St Mary's, how do you set about data collection? Is it satisfactory;
is it appalling? Tell us about it.
(Ms Connolly) We have a comprehensive maternity
services information system which was originated in 1987 for one
particular consultant; and then it was implemented across the
maternity unit in 1997. It collects specific data from the outset
of booking, right through to the postnatal period. We do get our
annual statistics from that system, and all deliveries are put
into the computer and outcomes; so we can get annual reports and
monthly statistics. We also have the patient administration system,
which collects the episodes of women who come through the service.
Only in the last 12 months have the two talked to each other,
but only in a minimal way just for the demographic details. We
are still having some teething problems, so we are trying to get
combined data.
451. So they only talk to each other in a limited
way at the moment.
(Ms Connolly) Yes.
452. How old are these two systems, the PAS
and your maternity system?
(Ms Connolly) I could not say how old the PAS system
was because it has been there as long as I have been there, for
the last twenty years; but the updated version of the computer
system for maternity information was updated in 2001, but prior
to that in 1997.
453. You said you have a specific data set.
Have you been involved with work on the national data set? Would
you support what our last witness has said, that that is one of
the strongest needsa national data set?
(Ms Connolly) Yes. I have not been involved directly
but I would support that because at the moment it is very difficult
to compare data from different units if it has been collected
in different ways. For example, in recording things like a "born
before arrival birth" everybody has different definitions.
When you try and compare them you find that they are slightly
different, so we do need agreed data.
454. How often do your systems crash?
(Ms Connolly) Not very often, I would say. We have
a midwife who is responsible for that overall system, and she
talks with the company that are based in London. If we do have
any problems, we have a help line that staff can ring throughout
the day, and also internal systems at night.

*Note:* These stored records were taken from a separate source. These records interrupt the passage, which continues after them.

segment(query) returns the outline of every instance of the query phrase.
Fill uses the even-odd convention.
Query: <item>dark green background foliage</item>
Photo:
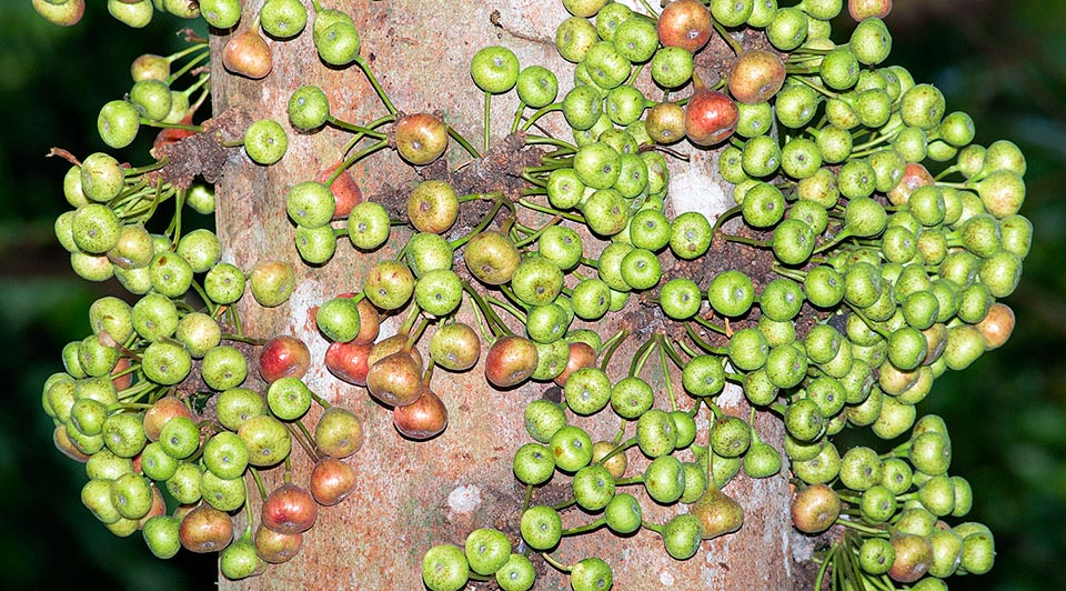
[[[134,31],[113,21],[103,2],[90,4],[79,26],[61,29],[28,1],[0,2],[0,377],[10,404],[0,413],[0,587],[207,589],[214,554],[183,551],[161,561],[139,533],[115,538],[93,521],[79,499],[83,468],[54,449],[40,404],[44,379],[62,368],[62,347],[89,333],[89,304],[122,293],[70,270],[52,232],[67,208],[68,164],[44,154],[52,147],[80,157],[105,150],[95,133],[99,108],[129,90],[137,56],[173,51],[174,32],[185,24],[158,18]],[[968,370],[939,378],[919,407],[942,414],[951,429],[951,472],[967,478],[975,493],[967,519],[996,534],[993,571],[954,577],[953,590],[1066,589],[1059,564],[1066,555],[1064,22],[1062,2],[990,0],[897,0],[887,19],[889,62],[936,84],[949,110],[968,112],[977,143],[1013,140],[1028,161],[1022,213],[1034,223],[1035,241],[1007,299],[1017,329]],[[835,24],[837,34],[851,26]],[[134,164],[147,162],[139,159],[147,158],[151,132],[141,136],[122,154]]]

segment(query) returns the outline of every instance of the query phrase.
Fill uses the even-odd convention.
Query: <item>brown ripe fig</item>
[[[278,533],[303,533],[319,518],[319,503],[306,489],[285,482],[263,501],[263,525]]]
[[[323,457],[311,469],[311,497],[324,507],[343,501],[355,490],[355,469],[343,461]]]
[[[741,503],[713,484],[692,503],[688,512],[700,519],[704,540],[733,533],[744,524],[744,509]]]
[[[279,334],[259,352],[259,374],[266,383],[281,378],[303,378],[311,368],[311,351],[302,339]]]
[[[730,68],[730,94],[745,104],[766,102],[785,83],[785,62],[772,51],[747,50]]]
[[[733,99],[717,90],[697,88],[685,107],[685,137],[696,146],[713,146],[736,131],[740,117]]]
[[[370,343],[331,342],[325,350],[325,369],[352,385],[366,385],[373,347]]]
[[[314,444],[333,458],[348,458],[363,447],[363,422],[345,407],[330,407],[314,425]]]
[[[481,359],[481,338],[470,324],[451,322],[430,338],[430,358],[450,371],[466,371]]]
[[[888,577],[899,583],[913,583],[921,579],[933,563],[933,545],[928,538],[916,533],[899,533],[892,537],[896,559],[888,569]]]
[[[414,113],[396,121],[396,151],[408,162],[424,166],[447,148],[447,126],[434,114]]]
[[[471,274],[482,283],[502,286],[511,280],[522,258],[507,234],[499,230],[486,230],[466,242],[463,262]]]
[[[855,22],[864,19],[883,19],[892,12],[892,0],[847,0],[847,13]]]
[[[319,172],[314,180],[325,183],[342,163],[343,160]],[[344,169],[343,172],[336,176],[336,179],[330,183],[330,191],[333,193],[333,200],[335,202],[335,207],[333,208],[334,218],[348,218],[348,214],[352,212],[352,208],[363,202],[363,191],[359,188],[359,184],[355,183],[351,169]]]
[[[403,437],[424,441],[447,427],[447,408],[433,390],[423,388],[418,400],[392,409],[392,424]]]
[[[184,114],[178,122],[183,126],[192,126],[192,116],[195,114],[195,106],[189,109],[189,112]],[[159,130],[159,133],[155,134],[155,139],[152,141],[152,156],[160,153],[160,150],[168,146],[180,142],[181,140],[195,136],[197,132],[192,129],[183,128],[163,128]]]
[[[274,67],[270,43],[258,28],[234,34],[222,48],[222,66],[230,73],[252,80],[265,78]]]
[[[566,383],[566,378],[581,368],[591,368],[596,364],[596,351],[586,342],[570,343],[570,359],[566,360],[566,368],[555,377],[555,385],[562,387]]]
[[[923,330],[922,334],[925,334],[925,342],[929,349],[929,352],[926,353],[925,360],[922,361],[922,364],[929,365],[939,359],[944,353],[944,350],[947,349],[947,325],[937,322],[936,324]]]
[[[841,499],[825,484],[812,484],[792,500],[792,522],[804,533],[821,533],[841,515]]]
[[[388,407],[410,404],[422,394],[422,368],[406,351],[396,351],[370,367],[366,389]]]
[[[926,184],[933,184],[933,174],[929,174],[929,171],[925,167],[917,162],[907,162],[903,170],[903,178],[899,179],[899,184],[896,184],[894,189],[885,194],[888,196],[888,201],[891,201],[893,206],[902,206],[911,199],[911,193],[913,193],[915,189]]]
[[[255,528],[252,538],[255,543],[255,553],[271,564],[281,564],[292,560],[303,548],[302,533],[278,533],[262,523]]]
[[[647,110],[644,131],[655,143],[671,144],[685,137],[685,108],[676,102],[658,102]]]
[[[536,345],[517,334],[501,337],[489,347],[485,378],[497,388],[517,385],[536,371]]]
[[[995,302],[988,307],[985,318],[975,324],[985,339],[985,350],[999,349],[1014,332],[1014,310],[1009,305]]]
[[[233,541],[233,520],[225,511],[199,504],[181,519],[178,538],[190,552],[221,552]]]
[[[658,16],[660,42],[690,53],[707,44],[713,30],[711,11],[700,0],[676,0],[666,4]]]
[[[174,417],[188,417],[192,419],[192,411],[181,399],[167,395],[157,400],[151,408],[144,411],[144,434],[149,441],[159,441],[159,432],[162,431],[167,421]]]

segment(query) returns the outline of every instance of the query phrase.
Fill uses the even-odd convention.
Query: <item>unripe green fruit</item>
[[[257,164],[273,164],[288,149],[289,136],[273,119],[260,119],[244,130],[244,152]]]
[[[259,19],[266,34],[290,39],[308,26],[308,10],[300,0],[266,0]]]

455. Do you keep paper records as well?
(Ms Connolly) We keep birth registers and individual
medical records, but we do not duplicate.

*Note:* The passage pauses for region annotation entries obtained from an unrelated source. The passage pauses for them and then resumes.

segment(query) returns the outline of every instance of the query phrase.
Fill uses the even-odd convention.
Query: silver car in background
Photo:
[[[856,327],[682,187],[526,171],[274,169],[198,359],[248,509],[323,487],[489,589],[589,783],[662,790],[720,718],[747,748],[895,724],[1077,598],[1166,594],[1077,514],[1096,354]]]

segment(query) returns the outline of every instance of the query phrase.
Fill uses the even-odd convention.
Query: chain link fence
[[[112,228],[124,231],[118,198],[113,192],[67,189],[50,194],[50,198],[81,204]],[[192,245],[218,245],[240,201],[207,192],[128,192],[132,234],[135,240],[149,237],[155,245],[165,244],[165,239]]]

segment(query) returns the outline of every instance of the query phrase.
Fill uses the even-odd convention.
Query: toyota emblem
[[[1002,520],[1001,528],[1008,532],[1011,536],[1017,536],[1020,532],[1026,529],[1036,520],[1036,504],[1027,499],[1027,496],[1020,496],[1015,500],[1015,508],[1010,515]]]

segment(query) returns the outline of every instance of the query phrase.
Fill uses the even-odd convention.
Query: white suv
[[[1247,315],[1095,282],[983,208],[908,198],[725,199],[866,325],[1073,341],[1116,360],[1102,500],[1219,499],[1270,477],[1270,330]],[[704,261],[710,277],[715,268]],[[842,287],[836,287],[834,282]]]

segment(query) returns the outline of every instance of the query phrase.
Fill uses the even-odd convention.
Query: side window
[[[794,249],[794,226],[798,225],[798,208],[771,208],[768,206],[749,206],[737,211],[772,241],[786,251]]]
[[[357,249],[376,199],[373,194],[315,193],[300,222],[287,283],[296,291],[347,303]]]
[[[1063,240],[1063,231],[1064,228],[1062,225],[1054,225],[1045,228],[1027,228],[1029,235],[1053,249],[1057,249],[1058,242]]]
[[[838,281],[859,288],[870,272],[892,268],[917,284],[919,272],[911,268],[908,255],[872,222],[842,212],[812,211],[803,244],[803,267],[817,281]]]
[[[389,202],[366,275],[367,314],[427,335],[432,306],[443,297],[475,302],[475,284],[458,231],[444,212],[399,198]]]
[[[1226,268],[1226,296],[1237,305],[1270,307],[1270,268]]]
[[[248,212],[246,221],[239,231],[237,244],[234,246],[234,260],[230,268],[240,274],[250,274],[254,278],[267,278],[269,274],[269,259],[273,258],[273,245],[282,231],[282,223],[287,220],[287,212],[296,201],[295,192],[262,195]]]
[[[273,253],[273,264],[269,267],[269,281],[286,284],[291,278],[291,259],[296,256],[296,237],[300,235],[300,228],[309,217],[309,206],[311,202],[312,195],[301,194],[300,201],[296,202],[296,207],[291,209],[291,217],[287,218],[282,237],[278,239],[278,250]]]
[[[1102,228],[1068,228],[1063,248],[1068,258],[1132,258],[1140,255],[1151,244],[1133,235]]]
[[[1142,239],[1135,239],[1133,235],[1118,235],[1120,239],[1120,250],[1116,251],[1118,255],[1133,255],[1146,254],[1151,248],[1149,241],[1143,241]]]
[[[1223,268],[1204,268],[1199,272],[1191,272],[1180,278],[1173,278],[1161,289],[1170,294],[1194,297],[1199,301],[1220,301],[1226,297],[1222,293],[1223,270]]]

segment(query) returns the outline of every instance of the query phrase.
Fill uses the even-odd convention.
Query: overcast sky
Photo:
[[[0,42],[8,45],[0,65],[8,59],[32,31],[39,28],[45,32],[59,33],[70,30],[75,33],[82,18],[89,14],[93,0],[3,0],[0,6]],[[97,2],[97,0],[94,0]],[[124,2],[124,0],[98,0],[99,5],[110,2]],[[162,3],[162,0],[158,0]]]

(Mr Nysenbaum) We have paper records of the birth
register that our senior labour ward midwives use to create dataand
that has probably been running for ever. We have a computer system
that was created internally a couple of years ago as a module
of PAS, and it enables us to collect data and to print out maternity
discharge summaries, but as yet it has not allowed us to access
all the data that we are putting in. We have a shortage of people
in the computer department, and prioritisation I am afraid is
very low. The first information we extracted off it successfully
was yesterday, when I waved the sledgehammer of the Commons Select
Committee at the computer department, and they managed to print
off how many inductions we had last year. So there is a wealth
of information, but we have no means at all of accessing it.
456. That was purely and simply because you
do not have somebody with the expertise to know how to find it.
(Mr Nysenbaum) Yes, and the funding to pay for it.
We have the expertise there.
457. Does the fact that it is a module of the
PAS system itself a good thing?
(Mr Nysenbaum) I am not sure whether it is a good
thing or a bad thing, but it certainly has the information on
it, and it appears to be fairly straightforward to access it,
if you know how to use it. Certainly within half an hour of asking
for some information, it was e-mailed to me. It is clearly there,
and it is accessible. I think that every unit must collect the
same data, though. It seems absurd that we have hundreds of different
systems running.
458. Do you have your own specific data set?
(Mr Nysenbaum) Yes, which we created for our own use.
459. So you would agree that that should be
national and it is absolutely obvious that it should have been
years ago.
(Mr Nysenbaum) Yes, absolutelyand it is purely
cost that meant we had to develop our own because we could not
afford to buy other commercial systems.